As though she had performed the deed a hundred times before, Nephenia took reverential hold of the moment. She hummed a soothing song, a Yrul melody, which calmed his restless nerves. She cupped her hands and cleansed his face with water from the stream, and afterward she used his knife to cut every trace of beard from his face and neck. Afterward, he sat still as she cropped his hair. She treated him as though he were a statue and she his sculptor, never once so much as nicking him.
It was a sublime feeling to relax in her capable hands. Her touch felt like sunshine against his skin, carving away the shadows. She performed her work without a word of conversation, finishing just as the sun climbed directly overhead.
Her ritual complete, she stood and regarded him. “And there you are.” She dusted the last of his hair from her hands. “The Hunter reborn.”
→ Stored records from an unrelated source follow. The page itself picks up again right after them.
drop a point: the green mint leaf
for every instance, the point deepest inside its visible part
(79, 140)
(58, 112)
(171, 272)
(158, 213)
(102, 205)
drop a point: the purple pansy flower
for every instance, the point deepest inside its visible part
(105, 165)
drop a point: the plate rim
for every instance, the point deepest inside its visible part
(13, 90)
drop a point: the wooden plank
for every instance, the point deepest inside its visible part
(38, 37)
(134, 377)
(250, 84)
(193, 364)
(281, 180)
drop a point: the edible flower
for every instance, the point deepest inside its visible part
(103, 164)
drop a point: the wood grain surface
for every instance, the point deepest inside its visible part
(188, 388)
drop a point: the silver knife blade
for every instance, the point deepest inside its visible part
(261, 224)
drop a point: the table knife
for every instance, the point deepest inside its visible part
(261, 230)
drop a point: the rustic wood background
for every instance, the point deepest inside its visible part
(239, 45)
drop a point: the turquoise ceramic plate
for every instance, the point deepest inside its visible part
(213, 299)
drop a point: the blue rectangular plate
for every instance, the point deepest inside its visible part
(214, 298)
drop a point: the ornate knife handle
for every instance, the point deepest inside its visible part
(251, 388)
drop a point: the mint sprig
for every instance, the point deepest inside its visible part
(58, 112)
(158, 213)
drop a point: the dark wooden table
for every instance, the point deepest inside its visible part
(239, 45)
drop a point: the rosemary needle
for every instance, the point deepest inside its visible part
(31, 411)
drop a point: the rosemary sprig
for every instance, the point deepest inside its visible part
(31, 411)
He put two fingers to his cheek, now bare and clean. He ran a palm across his scalp, enjoying the bristle of cropped hair upon his hand.
“I like it,” he told her.
“And you should.” She nodded. “Had you a clean set of clothes, I’d stake your handsomeness against any man of Romaldar, maybe even of Yrul. Not bad for a morning’s work.”
“Thank you.”
“Are you coming then?” She parted the vine veil and glanced over her shoulder. “Or should I leave you be?”
“Coming.”
Thus began his time with Nephenia, princess of Yrul.
For that day and three more, he spent his every hour in her company. He expected her to demand a quick return to civilization, but she never did. The least demanding woman in the world, he came to understand. A princess no more spoiled than any common girl of Romaldar.
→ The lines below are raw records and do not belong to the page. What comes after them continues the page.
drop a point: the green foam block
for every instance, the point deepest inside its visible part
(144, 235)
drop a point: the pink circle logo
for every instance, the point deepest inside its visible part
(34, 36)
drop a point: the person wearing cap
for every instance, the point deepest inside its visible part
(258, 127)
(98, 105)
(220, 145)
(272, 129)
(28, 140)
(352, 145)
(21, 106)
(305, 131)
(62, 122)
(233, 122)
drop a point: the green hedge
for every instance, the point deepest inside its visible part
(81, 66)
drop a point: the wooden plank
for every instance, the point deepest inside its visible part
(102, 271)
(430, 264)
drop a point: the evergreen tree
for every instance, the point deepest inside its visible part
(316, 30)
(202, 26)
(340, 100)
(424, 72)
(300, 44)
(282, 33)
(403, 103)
Without once mentioning that she was royalty and he the farthest thing from it, she toiled beside him. When his injured calf throbbed and the wound on his ribs leaked streamlets of blood, it was she who redressed his wounds, she who prepared his dinner, and she who lugged fresh water to the top of the hill. She was adaptable, agreeable, as hard-working as anyone he had known. And as proud and self-possessed as the mountains of Yrul.
But then of course she had questions. Come each evening, when summer’s heat lessened and starlight pierced the cloudless sky, she sat beside him at the fire and pleaded with him to reveal his name, his history, and the reasons why he chose to hunt the Master of the Wolde.
“You’ll tell me your secrets someday,” she claimed on their fifth evening atop the hill. “You know that, right?”
&nbs
p; He shook his head. “You remind me of someone. Someone just as persistent.”
“Who?” She perked up.
“I was not always the Hunter. I used to be freer and wiser. I knew a lady not so different from you.”
“Tell me more.”
He strained, stretching his mind to its limits. The memory dwelled at the edge of thought, the shores of a far-off realm. The man he once had been was almost entirely gone, consumed by the Hunter. “I cannot say much about her,” he faltered. “A woman, young and full of fire. You brought her to life in my mind, but now she is lost again.”
“What was her name?”
“I cannot recall.”
“Was she beautiful?”
“Yes. As are you. Somehow so alike. And yet completely different.”
“Oh.”
The night deepened. He and she sat companionably together, her countenance stroked by the moonlight, his eyes hidden in shadow. Not yet ready for sleep, he took the Greyblade across his lap and burnished it from pommel to tip. Nephenia lay with her head in the grass and her gaze angled to the stars, searching for meteors streaking through the night.
This is be our last night here, he decided without saying. My wounds have healed faster than I hoped. Tomorrow we will wake and march northward. The Grae border is two days away. She will go to Gardenn. I will go to Archaeus.
To Lykaios.
He sat in the darkness and fell deeper into thought than any starlight could hope to breach. His heart seemed a haunted prison, for no matter which direction his thoughts wound through his mind, it all ended the same.
“I had my chances,” he murmured, oblivious that he was awake and speaking.
“What do you mean?” Nephenia yawned.
“To kill him.” He gazed into the night. “The Master of Archaeus.”